AUSTRALIA: Pricing pressure hits Lion Q1
Australia's second-largest brewer, Lion Nathan Ltd, said today that despite getting off to a solid start to the year, its Australian and New Zealand beer businesses had experienced "challenging trading conditions at the end of the quarter which continued into January."
In a statement on the Australian Stock Exchange, Lion Nathan said that as a result, both businesses had recorded declines in volumes in the quarter when compared to the same period last year.
"In Australia, competitive pricing in the alcoholic beverage sector and a softer tap beer market resulted in a 2.6% decline in first quarter volumes," a statement said. "The impact of this volume decline was partially offset by the benefits of the continuing shift to higher margin premium brands (where volumes grew) and improved pricing."
The company added that no significant cost pressures were experienced during the period and Lion Nathan continued to invest behind its brands.
The company said that poor weather over the holiday period had hit on-premise trading in New Zealand. Lion's domestic beer shipments were down 4.3% on the same period last year.
"The pricing environment remained very competitive with Lion Nathan bringing its pricing down in December to meet the market," the statement said.
Lion added that its wine business saw volumes ahead slightly on last year, driven by the continued success if Wither Hills and increased exports from the Australian wine business, particularly to the UK.
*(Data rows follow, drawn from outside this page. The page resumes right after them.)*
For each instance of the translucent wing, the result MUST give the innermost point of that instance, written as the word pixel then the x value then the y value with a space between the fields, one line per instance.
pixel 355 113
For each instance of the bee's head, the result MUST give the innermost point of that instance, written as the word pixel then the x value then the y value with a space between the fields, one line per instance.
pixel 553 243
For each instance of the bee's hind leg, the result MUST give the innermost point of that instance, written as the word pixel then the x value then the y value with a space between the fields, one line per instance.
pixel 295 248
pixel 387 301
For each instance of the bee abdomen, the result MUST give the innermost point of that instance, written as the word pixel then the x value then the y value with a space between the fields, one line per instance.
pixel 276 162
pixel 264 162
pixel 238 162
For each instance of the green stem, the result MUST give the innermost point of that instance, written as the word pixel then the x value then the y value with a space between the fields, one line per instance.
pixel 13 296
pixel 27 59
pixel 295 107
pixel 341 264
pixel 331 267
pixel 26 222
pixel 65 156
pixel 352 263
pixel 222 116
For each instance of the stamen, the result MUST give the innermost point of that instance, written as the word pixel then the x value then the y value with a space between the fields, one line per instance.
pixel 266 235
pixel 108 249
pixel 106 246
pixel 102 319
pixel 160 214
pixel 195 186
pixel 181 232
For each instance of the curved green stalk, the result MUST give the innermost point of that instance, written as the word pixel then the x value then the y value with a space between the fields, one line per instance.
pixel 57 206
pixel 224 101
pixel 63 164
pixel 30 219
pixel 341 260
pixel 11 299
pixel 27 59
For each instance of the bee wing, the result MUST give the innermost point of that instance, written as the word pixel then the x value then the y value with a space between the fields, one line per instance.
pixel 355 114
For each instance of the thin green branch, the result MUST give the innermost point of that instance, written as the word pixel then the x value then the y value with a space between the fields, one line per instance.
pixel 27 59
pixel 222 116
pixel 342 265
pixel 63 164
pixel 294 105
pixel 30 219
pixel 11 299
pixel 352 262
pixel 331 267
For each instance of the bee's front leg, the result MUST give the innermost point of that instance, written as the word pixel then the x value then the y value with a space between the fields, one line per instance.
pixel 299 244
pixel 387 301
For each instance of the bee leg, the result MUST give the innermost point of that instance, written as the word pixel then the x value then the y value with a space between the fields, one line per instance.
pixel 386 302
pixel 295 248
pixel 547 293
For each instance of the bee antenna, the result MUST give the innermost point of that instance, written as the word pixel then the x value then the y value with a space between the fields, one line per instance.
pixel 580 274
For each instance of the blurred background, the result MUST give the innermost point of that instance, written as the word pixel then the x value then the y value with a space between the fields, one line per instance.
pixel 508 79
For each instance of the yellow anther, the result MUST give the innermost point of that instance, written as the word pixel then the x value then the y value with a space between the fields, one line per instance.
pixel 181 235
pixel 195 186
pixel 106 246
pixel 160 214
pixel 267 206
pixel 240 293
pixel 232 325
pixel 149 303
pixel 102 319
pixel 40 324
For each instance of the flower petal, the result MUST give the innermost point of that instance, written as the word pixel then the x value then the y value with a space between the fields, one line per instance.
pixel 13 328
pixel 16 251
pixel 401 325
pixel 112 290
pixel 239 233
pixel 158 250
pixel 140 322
It also said that in the domestic Australian market, margins improved as a result of improvement in mix.
Lion Nathan CEO Rob Murray said: "The performance of our Australian and New Zealand beer business, particularly since the end of December, has been disappointing. At this early stage it is not easy to forecast what impact this will have on our full year result but we would expect net profit after tax (from operations) for the full 2005 fiscal year will be within the A$230m to A$235m guidance already provided to the market."
He added that this was prior to the one-off impact of a provision of around A$5m for raw materials, inventory and other associated local costs in the Australian RTD business, which is the result of a product recall in Japan initiated by a distributor.
Murray added: "The charge will be taken in the first half and may be reduced by recoveries from third parties. We believe this provision covers the full extent of our costs and any future third party claims will be vigorously defended."